19. In my opinion there was always one scheme - promotion of the cups made from potato flour. Potato Cup (SA) Pty Ltd always intended to promote that one scheme. Business convenience caused the decision to set up three trusts. Still there was the one scheme. The scheme was never promoted by a person whose ordinary business was the promotion of similar schemes. The ordinary business of the promoter here was to promote this one scheme. Nor were there any "similar schemes".

20. If it be thought, contrary to my opinion, that the promoter promoted more than one scheme it was in my opinion a promotion of three identical schemes. All were concerned with the making of potato cups from flour. "Identical" is not the same as "similar".

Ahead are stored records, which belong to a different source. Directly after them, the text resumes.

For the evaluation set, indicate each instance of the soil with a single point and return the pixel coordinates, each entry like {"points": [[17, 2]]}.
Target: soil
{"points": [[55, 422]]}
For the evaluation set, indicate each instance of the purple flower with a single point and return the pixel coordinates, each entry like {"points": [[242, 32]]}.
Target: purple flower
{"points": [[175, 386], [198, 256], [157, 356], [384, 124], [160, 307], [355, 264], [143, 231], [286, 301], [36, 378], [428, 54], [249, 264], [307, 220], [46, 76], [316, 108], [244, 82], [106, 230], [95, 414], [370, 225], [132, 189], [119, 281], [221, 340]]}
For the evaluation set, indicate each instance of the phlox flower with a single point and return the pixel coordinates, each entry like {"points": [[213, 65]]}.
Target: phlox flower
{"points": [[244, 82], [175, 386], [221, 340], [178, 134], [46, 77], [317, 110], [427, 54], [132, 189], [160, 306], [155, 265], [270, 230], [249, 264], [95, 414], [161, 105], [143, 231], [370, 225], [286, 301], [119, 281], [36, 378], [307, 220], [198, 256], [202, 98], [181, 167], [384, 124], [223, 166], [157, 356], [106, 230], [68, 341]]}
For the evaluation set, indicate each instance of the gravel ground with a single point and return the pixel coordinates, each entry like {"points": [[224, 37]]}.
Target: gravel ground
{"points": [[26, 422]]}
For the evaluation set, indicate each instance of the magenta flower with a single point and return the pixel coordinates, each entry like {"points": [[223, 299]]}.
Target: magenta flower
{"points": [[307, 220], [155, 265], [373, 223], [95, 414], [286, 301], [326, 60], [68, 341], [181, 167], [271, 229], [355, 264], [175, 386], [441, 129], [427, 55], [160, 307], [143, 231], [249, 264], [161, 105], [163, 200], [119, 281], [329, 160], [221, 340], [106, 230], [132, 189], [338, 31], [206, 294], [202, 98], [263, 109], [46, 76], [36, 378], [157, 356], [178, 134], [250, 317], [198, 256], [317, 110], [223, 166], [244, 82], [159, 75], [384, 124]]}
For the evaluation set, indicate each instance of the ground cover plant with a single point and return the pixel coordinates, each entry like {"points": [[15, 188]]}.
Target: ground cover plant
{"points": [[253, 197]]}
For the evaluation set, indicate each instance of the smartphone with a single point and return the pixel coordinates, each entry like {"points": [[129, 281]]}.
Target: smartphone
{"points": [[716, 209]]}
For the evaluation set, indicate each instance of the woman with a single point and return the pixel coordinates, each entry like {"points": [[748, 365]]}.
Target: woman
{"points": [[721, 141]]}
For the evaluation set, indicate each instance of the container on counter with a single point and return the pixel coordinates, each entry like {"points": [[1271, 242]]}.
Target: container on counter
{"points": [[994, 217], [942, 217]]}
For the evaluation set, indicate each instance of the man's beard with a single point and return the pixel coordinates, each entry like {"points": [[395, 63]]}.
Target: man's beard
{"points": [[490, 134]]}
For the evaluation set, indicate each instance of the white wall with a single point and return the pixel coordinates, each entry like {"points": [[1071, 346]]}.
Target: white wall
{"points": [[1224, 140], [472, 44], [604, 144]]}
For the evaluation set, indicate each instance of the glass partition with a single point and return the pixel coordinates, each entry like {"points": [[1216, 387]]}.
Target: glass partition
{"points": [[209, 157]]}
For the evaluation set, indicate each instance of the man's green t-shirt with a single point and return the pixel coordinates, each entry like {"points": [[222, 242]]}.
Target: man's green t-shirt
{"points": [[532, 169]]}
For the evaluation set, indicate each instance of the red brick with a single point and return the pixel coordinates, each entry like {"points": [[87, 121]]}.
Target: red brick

21. Mr Vorreiter emphasised the use of the singular - "Trust deed or proposed Trust deed" in the proviso to the regulation but I think the words in the singular can embrace the plural or, indeed, the collective singular.

22. I said that no case was helpful. I was referred to the decision of Australian Securities Commission v Woods and Ors (1991) 6 ACSR 191. I think that case is distinguishable. If not, I respectfully differ from the reasoning of Pincus J on the point debated here.

23. I agree with the reasoning and decision of the magistrate. I dismiss the appeal.